Depuis 2013, on vous doit la traduction d’auteurs tels que João Guimarães Rosa, Graciliano Ramos ou Augusto Boal… Cette fois, vous avez eu une lourde charge : donner envie de lire pour la première fois un poète disparu depuis plus de vingt ans.

Pour le présent volume, afin de respecter le cahier des charges, cent pages maximum, j’ai dû faire des choix terribles qui m’ont causé bien des nuits d’insomnie. L’attention portée aux recueils (et parfois même aux recueils de recueils) fait qu’il est souvent délicat de séparer un poème de l’ensemble dans lequel il se trouve. J’ai malgré tout choisi de présenter un choix de poèmes sans date ni référence aux recueils, afin que le lecteur français puisse, d’une certaine manière, se perdre dans cette poésie si originale et si émouvante. Mais j’ai gardé l’ordre chronologique : le lecteur pourra ainsi suivre le parcours poétique de Cabral, depuis ses premiers vers d’inspiration surréaliste jusqu’aux derniers poèmes d’une grande originalité. Cabral est le poète du dénuement, de la mort, de la dureté (« poème(s) de la chèvre » est évocateur) ; ce n’est pas le poète de la luxure, du faste. Il emploie des mots simples, des mots quotidiens, des mots réputés « non poétiques » ; pour autant, il sait aussi être un poète sensuel, presque érotique. J’ai essayé de montrer ces différents aspects avec ce recueil.

Cabral a été chanté par Chico Buarque et cela explique pour une part sa popularité au Brésil. Mais on ne trouve pas trace dans ses poèmes d’une quelconque attirance pour la chanson.

Bien qu’il ait été mis en chansons, Cabral était connu pour ne pas aimer la musique (à l’exception du flamenco, qui le fascinait). Pourtant, il y a d’évidence, dans sa poésie, une grande attention portée au rythme et aux sonorités. Dans le recueil Duas águas (Deux eaux), il sépare ses poèmes faits pour être dits à voix haute et ceux faits pour être lus en silence. La répétition, surtout, est très présente dans plusieurs vers. Pour un poète qui n’aimait pas la musique, ses vers sont très musicaux.

Peut-on penser qu’une traduction plus complète de l’œuvre accentuera sa dimension sociale ?

Cabral est issu d’un milieu favorisé, il vient d’une famille de sucriers du Nordeste. Lorsqu’il est envoyé en Europe après avoir passé le concours de l’Itamaraty (équivalent du Quai d’Orsay), il s’intéresse au marxisme. Il découvre que la mortalité dans l’État du Pernambouc, où il était né, est plus élevée qu’en Inde. Imprudemment, il écrit des lettres à ses amis où il défend ses nouvelles idées. Accusé de communisme dans les années 1950, il doit revenir à Rio de Janeiro.
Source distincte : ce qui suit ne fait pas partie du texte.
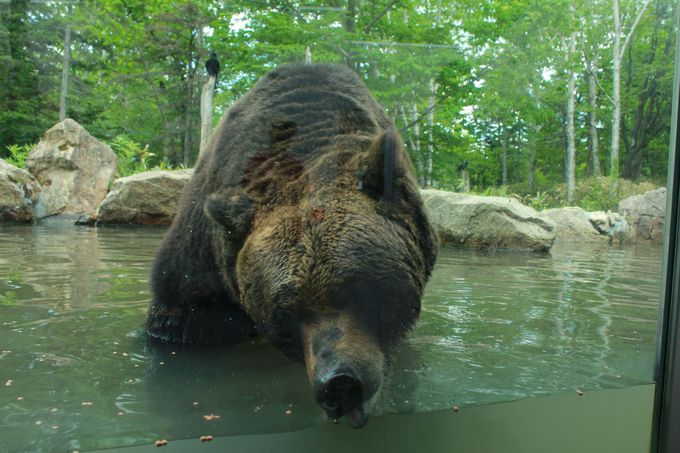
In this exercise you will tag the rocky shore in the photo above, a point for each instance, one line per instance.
(71, 177)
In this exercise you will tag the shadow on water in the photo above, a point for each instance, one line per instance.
(76, 371)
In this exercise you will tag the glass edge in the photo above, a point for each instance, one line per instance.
(667, 372)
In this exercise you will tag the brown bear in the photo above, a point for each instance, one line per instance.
(302, 223)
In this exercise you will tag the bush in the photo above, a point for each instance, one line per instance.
(132, 158)
(595, 194)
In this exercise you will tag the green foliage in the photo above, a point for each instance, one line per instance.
(18, 154)
(592, 194)
(132, 158)
(499, 67)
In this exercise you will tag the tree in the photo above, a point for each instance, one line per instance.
(619, 50)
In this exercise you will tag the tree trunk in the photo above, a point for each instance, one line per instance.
(504, 156)
(189, 102)
(594, 139)
(618, 52)
(531, 172)
(570, 168)
(350, 18)
(206, 112)
(430, 135)
(65, 67)
(616, 94)
(416, 141)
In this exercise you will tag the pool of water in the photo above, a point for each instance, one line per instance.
(76, 372)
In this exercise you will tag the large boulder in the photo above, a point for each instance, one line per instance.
(611, 224)
(487, 222)
(148, 198)
(574, 225)
(19, 192)
(74, 169)
(645, 213)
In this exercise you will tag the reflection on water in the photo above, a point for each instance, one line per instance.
(75, 372)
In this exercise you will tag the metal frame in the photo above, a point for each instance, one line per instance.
(666, 439)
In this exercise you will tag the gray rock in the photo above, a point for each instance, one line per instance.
(74, 169)
(573, 225)
(645, 213)
(148, 198)
(599, 220)
(487, 222)
(19, 192)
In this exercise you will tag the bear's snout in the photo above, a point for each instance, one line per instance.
(345, 368)
(340, 394)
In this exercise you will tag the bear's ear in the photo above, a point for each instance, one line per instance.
(386, 174)
(231, 209)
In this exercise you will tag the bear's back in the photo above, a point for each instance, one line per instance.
(308, 105)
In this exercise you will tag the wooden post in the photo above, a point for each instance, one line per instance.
(206, 112)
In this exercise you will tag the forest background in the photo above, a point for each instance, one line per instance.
(558, 101)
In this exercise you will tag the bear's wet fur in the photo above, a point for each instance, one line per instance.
(302, 223)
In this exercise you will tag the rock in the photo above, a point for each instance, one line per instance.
(74, 169)
(148, 198)
(599, 220)
(487, 222)
(19, 192)
(645, 213)
(573, 225)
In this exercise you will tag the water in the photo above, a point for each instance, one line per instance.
(75, 371)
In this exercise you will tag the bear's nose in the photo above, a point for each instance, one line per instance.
(339, 393)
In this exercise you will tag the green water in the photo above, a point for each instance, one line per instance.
(75, 371)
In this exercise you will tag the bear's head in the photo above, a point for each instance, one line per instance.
(334, 276)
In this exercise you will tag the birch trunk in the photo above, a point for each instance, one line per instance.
(592, 132)
(616, 94)
(206, 112)
(416, 141)
(430, 135)
(618, 51)
(504, 156)
(570, 170)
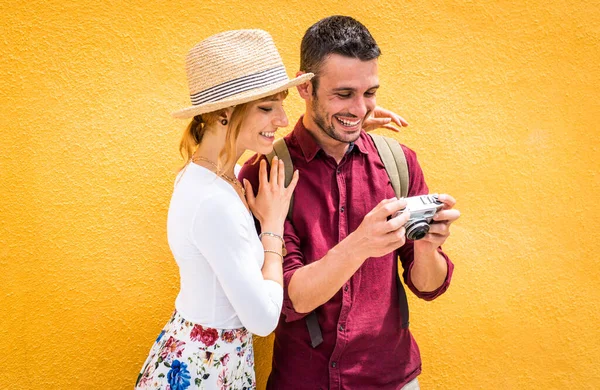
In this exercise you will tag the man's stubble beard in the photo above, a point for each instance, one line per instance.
(320, 121)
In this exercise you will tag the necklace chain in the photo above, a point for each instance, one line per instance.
(232, 180)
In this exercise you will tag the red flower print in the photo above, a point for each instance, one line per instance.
(208, 336)
(225, 359)
(173, 347)
(228, 336)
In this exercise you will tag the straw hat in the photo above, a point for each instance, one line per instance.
(234, 67)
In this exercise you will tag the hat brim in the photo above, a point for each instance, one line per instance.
(240, 98)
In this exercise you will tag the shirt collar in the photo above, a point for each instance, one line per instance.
(310, 147)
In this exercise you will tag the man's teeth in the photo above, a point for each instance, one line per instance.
(347, 122)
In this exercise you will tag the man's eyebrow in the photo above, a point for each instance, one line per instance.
(350, 89)
(273, 98)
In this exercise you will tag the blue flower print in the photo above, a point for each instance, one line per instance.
(178, 376)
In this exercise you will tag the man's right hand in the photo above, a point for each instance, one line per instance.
(378, 234)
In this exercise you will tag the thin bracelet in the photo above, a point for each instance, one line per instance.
(277, 253)
(283, 250)
(272, 235)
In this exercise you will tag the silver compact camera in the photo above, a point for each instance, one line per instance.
(422, 209)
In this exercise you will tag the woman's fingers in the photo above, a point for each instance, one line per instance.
(292, 186)
(250, 198)
(262, 174)
(281, 175)
(274, 172)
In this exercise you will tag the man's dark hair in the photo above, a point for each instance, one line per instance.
(336, 34)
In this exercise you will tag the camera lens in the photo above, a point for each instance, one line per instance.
(416, 230)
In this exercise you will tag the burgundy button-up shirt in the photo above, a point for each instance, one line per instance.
(364, 346)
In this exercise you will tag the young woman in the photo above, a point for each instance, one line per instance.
(231, 279)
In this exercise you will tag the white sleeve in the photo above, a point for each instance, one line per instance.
(222, 235)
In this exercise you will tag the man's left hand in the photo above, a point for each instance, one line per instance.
(382, 118)
(439, 229)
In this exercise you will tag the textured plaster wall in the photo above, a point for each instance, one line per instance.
(503, 103)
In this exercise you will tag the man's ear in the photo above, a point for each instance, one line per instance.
(305, 90)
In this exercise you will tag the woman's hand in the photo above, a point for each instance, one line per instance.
(270, 205)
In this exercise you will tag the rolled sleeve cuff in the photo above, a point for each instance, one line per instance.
(288, 311)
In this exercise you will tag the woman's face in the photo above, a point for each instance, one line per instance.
(262, 120)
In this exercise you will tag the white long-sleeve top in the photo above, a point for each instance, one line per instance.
(214, 242)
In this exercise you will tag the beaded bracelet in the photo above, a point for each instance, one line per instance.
(277, 253)
(283, 250)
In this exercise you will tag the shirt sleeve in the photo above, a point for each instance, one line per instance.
(417, 186)
(223, 235)
(294, 258)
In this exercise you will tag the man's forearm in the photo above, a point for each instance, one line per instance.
(315, 283)
(429, 270)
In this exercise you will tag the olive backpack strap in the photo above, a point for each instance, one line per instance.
(394, 160)
(282, 152)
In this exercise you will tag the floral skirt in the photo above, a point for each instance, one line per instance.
(189, 356)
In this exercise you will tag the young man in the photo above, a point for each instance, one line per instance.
(342, 247)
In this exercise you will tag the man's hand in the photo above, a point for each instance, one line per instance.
(439, 229)
(382, 118)
(378, 234)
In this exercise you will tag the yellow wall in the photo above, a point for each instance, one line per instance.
(503, 103)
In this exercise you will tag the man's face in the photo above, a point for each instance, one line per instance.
(345, 97)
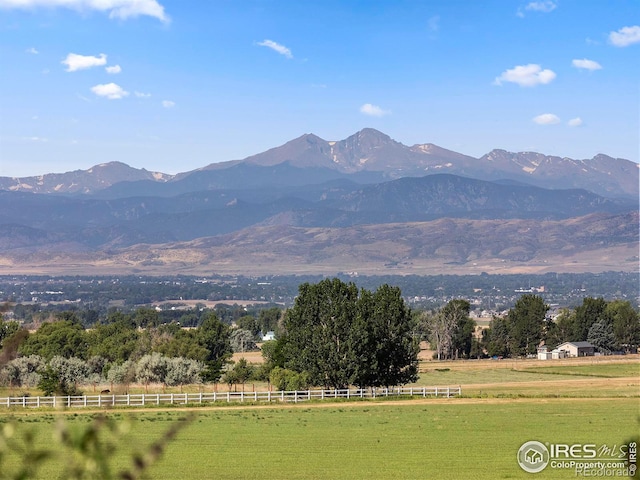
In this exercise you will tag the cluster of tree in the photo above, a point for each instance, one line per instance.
(64, 376)
(124, 338)
(336, 336)
(450, 331)
(609, 326)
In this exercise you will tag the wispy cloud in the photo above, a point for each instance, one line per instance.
(373, 110)
(625, 36)
(546, 119)
(585, 64)
(121, 9)
(543, 6)
(111, 91)
(281, 49)
(35, 139)
(526, 75)
(75, 62)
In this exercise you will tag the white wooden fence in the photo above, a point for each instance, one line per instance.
(151, 399)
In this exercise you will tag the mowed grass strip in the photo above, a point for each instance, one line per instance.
(457, 438)
(607, 370)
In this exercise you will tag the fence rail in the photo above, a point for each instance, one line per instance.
(151, 399)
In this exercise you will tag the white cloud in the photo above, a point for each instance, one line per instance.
(546, 119)
(111, 91)
(544, 6)
(625, 36)
(121, 9)
(373, 110)
(76, 62)
(526, 75)
(281, 49)
(586, 64)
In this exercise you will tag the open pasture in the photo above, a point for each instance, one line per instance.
(505, 404)
(461, 438)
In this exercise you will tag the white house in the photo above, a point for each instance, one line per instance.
(543, 353)
(577, 349)
(269, 336)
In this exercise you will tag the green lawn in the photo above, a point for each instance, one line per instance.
(607, 370)
(451, 439)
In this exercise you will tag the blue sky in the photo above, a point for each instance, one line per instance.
(173, 85)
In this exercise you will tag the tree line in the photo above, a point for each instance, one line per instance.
(335, 335)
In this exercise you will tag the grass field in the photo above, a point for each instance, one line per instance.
(474, 437)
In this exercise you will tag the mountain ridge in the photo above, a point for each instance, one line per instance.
(367, 152)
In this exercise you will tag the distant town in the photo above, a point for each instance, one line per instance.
(488, 294)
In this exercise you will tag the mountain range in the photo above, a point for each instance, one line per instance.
(368, 203)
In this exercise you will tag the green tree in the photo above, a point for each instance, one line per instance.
(214, 335)
(340, 336)
(385, 349)
(591, 311)
(115, 341)
(526, 321)
(497, 338)
(63, 337)
(152, 369)
(242, 340)
(601, 336)
(239, 374)
(318, 336)
(183, 343)
(626, 324)
(562, 330)
(269, 320)
(182, 371)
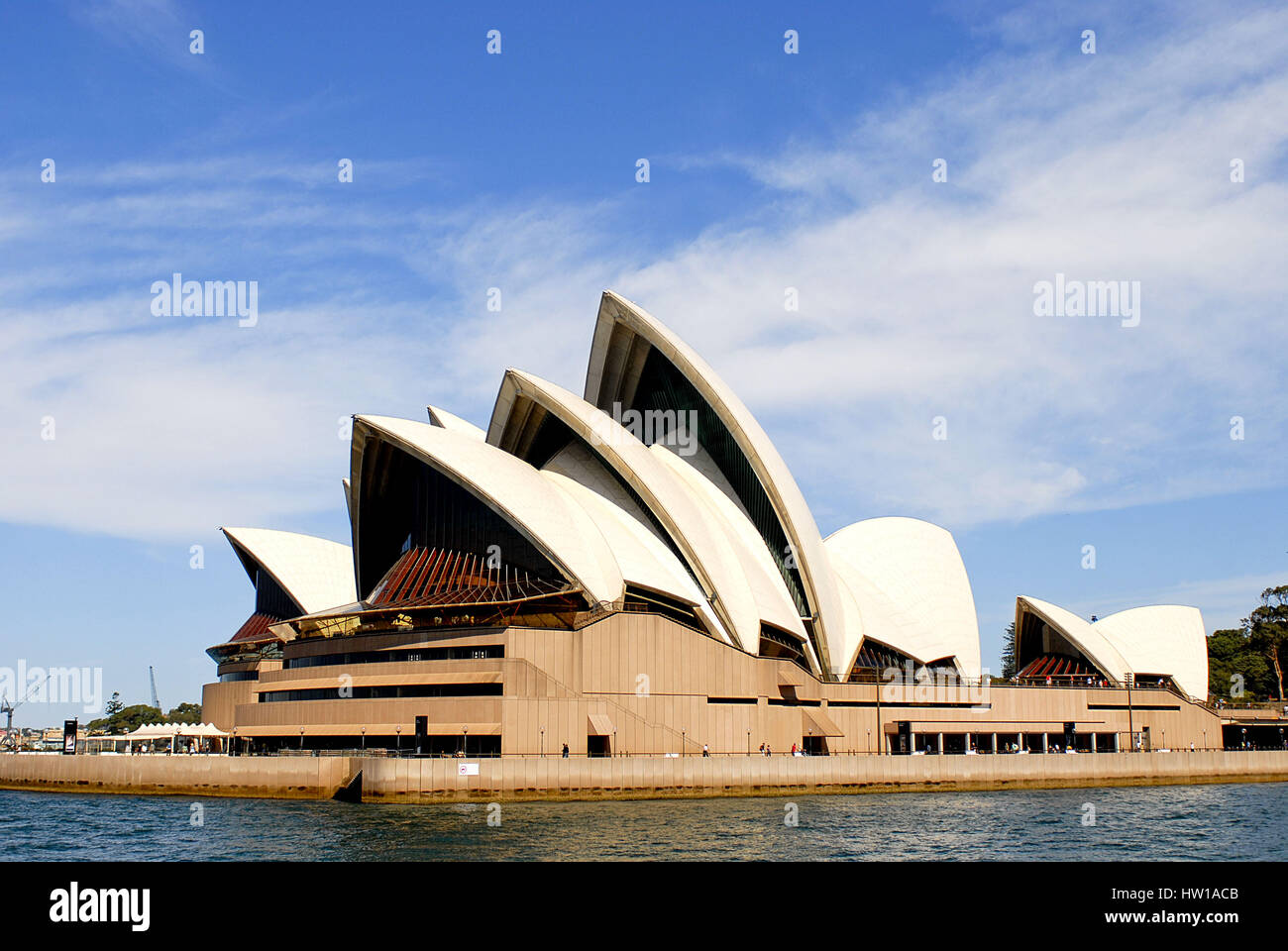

Après un procès, Cabral et d’autres diplomates sont expulsés de l’Itamaraty. Il devient alors un temps journaliste, traducteur… La dimension sociale est évidemment présente dans plusieurs poèmes de Cabral (par exemple dans « Chien sans plumes », qui évoque la vie misérable des « hommes-crabes » le long du fleuve Capibaribe, mais également dans d’autres poèmes qui évoquent le Sertão). Une anecdote résume bien cela : lorsqu’il était enfant, Cabral rencontrait en secret, le soir, les employés analphabètes de ses parents pour leur lire des histoires. Lorsque son père le découvrit, il lui interdit formellement de continuer.